Hi, Nancy, thanks so much and glad you enjoyed! I think some Parmesan cheese in the breadcrumbs would definitely be great. Thanks again!
This was great! I used a crabmeat stuffing I had left over from a fish recipe and didn’t want to waste it. Added some grated Parmesan cheese to the breadcrumbs.
Hi, Nancy, thanks so much and glad you enjoyed!

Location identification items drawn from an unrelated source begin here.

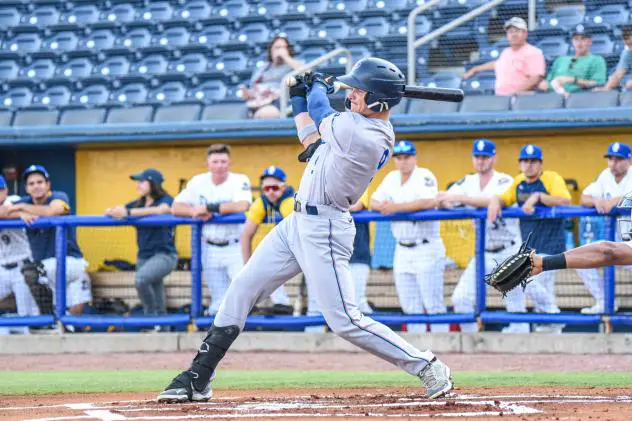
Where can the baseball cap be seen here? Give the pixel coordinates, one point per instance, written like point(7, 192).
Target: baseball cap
point(150, 174)
point(483, 147)
point(404, 147)
point(275, 172)
point(516, 22)
point(620, 150)
point(35, 169)
point(530, 152)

I think some Parmesan cheese in the breadcrumbs would definitely be great. Thanks again!
This recipe is missing one thing……………….Old Bay! 🙂
Thanks so much, Penny! I’ll add it as an optional ingredient. Thanks again!
What would be a good appetizer to serve with Chesapeake Chicken?
Hi, Eileen, Thanks so much for your question. I admit I had to do a Google search for Chesapeake Chicken. It appears my recipe is very similar. What about shrimp? A shrimp cocktail or these shrimp and cucumber rounds? https://www.tasteofhome.com/recipes/shrimp-cucumber-rounds/ Thanks so much and hope you enjoy!
I have done this recipe in a crockpot. Just do the same except instead of baking until done, I brown in a skillet then put in crockpot. Then I make a cream of mushroom soup and cream of chicken, add milk and pour over top of chicken. Set on low let cool about 4 hours or adjust until fully cooked. The gravy is great over rice and chicken. Everyone seems to love it at my house. You can season gravy to your taste too.
Hi, Charlotte, That’s great! I love when people make a recipe their own. So glad you’re enjoying and it sounds delicious!
Is there a sauce I can make to compliment further?
We are a family with food allergies and celiac disease. This recipe is wonderful and I believe can be modified to accommodate our family needs. Looking forward to making this for our Christmas dinner!!! Thank you for posting.
Hi, Dorothy, Hope you enjoy. Yes, depending upon the food sensitivity, it sure can be modified. For celiacs, just use gluten-free panko or breadcrumbs. You could even leave them off. Thanks so much and Happy Holidays!